You can download the binary files for your distribution from CRAN. Or you can use your package manager (e.g. for Debian/Ubuntu run sudo apt-get install r-base and for Fedora run sudo dnf install R). Also, please install the RStudio IDE.

SQLite

SQL is a specialized programming language used with databases. We use a simple database manager called SQLite in our lessons.

  • Run git-bash from the start menu
  • Copy the following curl https://kaust-vislab.github.io/2020-03-09-kaust-vislab/getsql.sh | bash
  • Paste it into the window that git bash opened. If you're unsure, ask an instructor for help
  • You should see something like 3.27.2 2019-02-25 16:06:06 ...

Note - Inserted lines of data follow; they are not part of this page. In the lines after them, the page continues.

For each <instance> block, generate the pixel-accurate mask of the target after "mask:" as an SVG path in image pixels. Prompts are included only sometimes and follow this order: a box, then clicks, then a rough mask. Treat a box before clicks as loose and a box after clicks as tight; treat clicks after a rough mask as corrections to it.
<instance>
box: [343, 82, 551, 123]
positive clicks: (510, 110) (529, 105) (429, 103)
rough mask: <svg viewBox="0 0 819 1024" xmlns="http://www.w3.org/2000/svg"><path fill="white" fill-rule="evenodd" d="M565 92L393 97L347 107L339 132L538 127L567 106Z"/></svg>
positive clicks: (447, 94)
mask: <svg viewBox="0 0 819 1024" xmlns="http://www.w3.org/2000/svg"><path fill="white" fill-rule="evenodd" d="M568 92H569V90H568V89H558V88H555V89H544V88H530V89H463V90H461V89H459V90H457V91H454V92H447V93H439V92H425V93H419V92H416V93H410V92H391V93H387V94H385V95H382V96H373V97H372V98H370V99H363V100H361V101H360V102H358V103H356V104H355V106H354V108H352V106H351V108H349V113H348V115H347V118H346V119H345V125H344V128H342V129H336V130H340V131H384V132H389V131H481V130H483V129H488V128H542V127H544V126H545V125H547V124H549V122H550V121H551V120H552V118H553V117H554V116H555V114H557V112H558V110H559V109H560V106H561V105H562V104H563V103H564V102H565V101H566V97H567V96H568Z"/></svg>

If you want to do this manually, download sqlite3, make a bin directory in the user's home directory, unzip sqlite3, move it into the bin directory, and then add the bin directory to the path.

SQLite comes pre-installed on macOS.

SQLite comes pre-installed on Linux.

  • In case of problems: register for an account at Python Anywhere
  • Download survey.db
  • Click on files and upload survey.db
  • Click on dashboard and Choose new console $ bash

If you installed Anaconda, it also has a copy of SQLite without support to readline. Instructors will provide a workaround for it if needed.